Monday, May 19, 2014

Fireball 500

Fireball 500
June 7, 1966
AIP
Drama, Musical
DVD
C-

When this movie started, I got my hopes up for a moment that Art Clokey had directed it, as I joked on my How to Stuff a Wild Bikini post.  Alas, it's just a bit of Claymation in a humorous opening that fails to set the tone for what is essentially a drama with some wisecracks and songs in it.  If Sgt.
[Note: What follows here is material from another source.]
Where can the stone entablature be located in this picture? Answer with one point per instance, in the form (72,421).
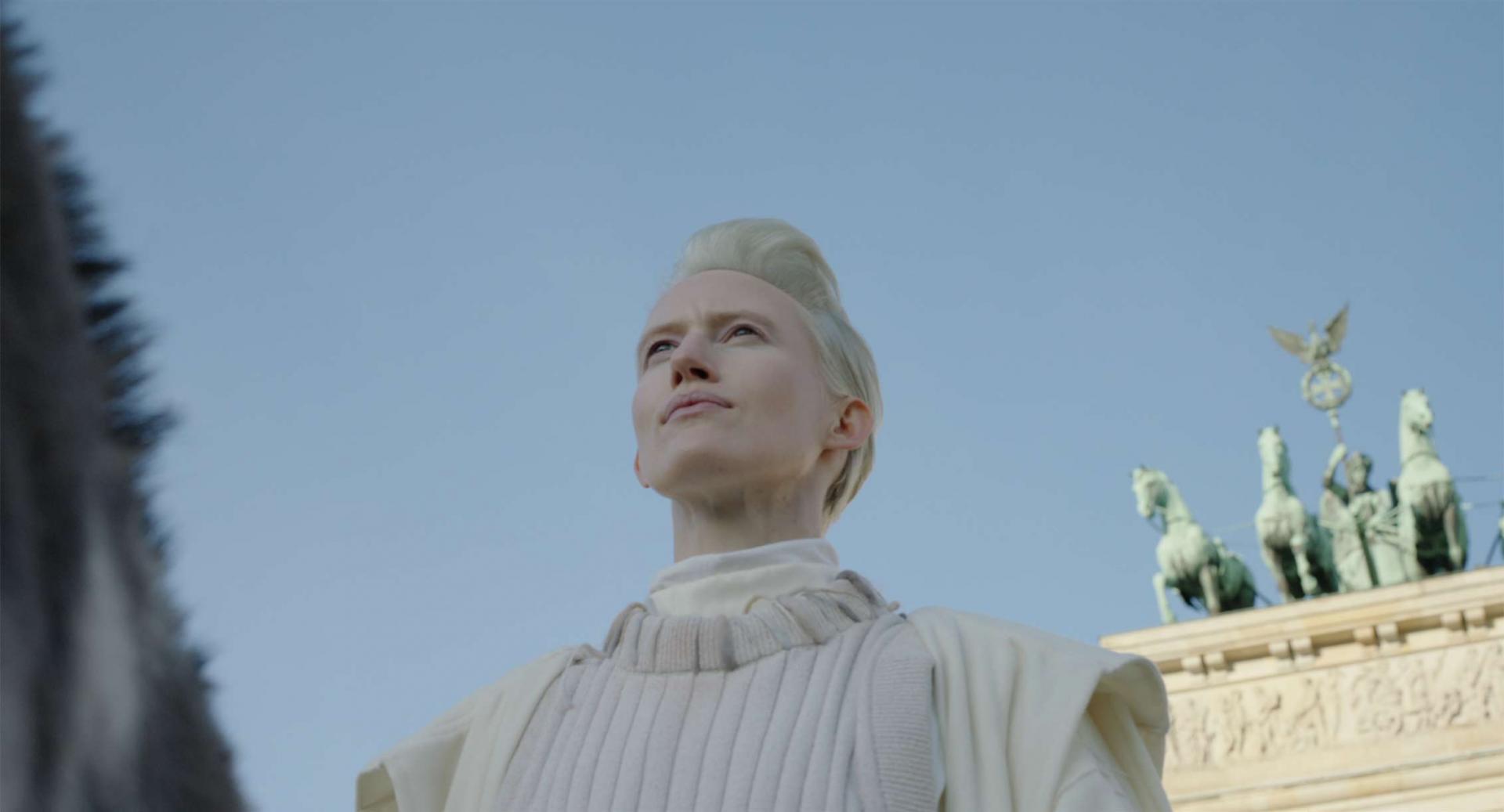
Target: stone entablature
(1390,698)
Deadhead and The Ghost in the Invisible Bikini are sort of cousins to the basic Beach Party series, this is a more distant relation, despite the cast and a script by director Asher and his frequent BP cowriter Leo Townsend.  I find racing boring, so it was guaranteed I wasn't going to like this.  Also Frankie flirts unsuccessfully with Annette, and they're mostly paired with much less attractive (personalities as well as physically) people: he with Julie Parrish, who was Dee Dee in Winter a-Go-Go, although I don't think she was wearing the unflattering blonde wig there; Annette with a very wooden Fabian, who once again doesn't sing.  Annette and particularly Frankie do, and he gets a surprisingly good, sort of Elvisy song, "My Way."  The movie is set in the South, with not only the Californian scenery unconvincingly trying to pass, but also people like the formerly Brooklynese Harvey Lembeck.

The movie has more "adult" content than the Beach Party series, with not only drinking and moonshining, but Frankie and Julie spending time together in a motel, he without his shirt, as she grabs his butt.  There's belly-dancing, with costumes that look suspiciously like Bobbi Shaw's circus outfit in Invisible Bikini.  Also, the fist fights aren't played for laughs, and Mike Nader's character dies.  (You will see it coming as soon as he has a brief bonding moment with Frankie.)  I vaguely remember trying to watch either this movie or its successor, Thunder Alley, on TV years ago but getting bored and giving up.  They're both on my DVD collection of "Frankie & Annette" movies, although this barely qualifies as an F & A movie and I think Thunder doesn't even have Frankie.  Bottom line, if you like racing or are a hardcore AIP completist, watch this with lowered standards.  All others, beware.

Besides Nader, some of the Beach Party crowd shows up, although not given much more to do than in Invisible Bikini.  Ed Garner (presumably aged up) plays the farmer, Sue Hamilton his daughter.  Beach girls turned race fans, including Fabian's "eager beavers," are Linda Opie Bent, Patti Chandler, Jo Collins, Mary Hughes, Luree Nicholson Holmes, and Salli Sachse.

Chill Wills, who plays Annette's uncle, was in It's a Gift more than thirty years earlier.  Renee Riano was the maid in Bikini Beach.  Len Lesser, who was North Dakota Pete in How to Stuff, is a man in the garage here.  Announcer Sandy Reed and Baynes Barron, Agent Bronson here, would also appear in Thunder Alley.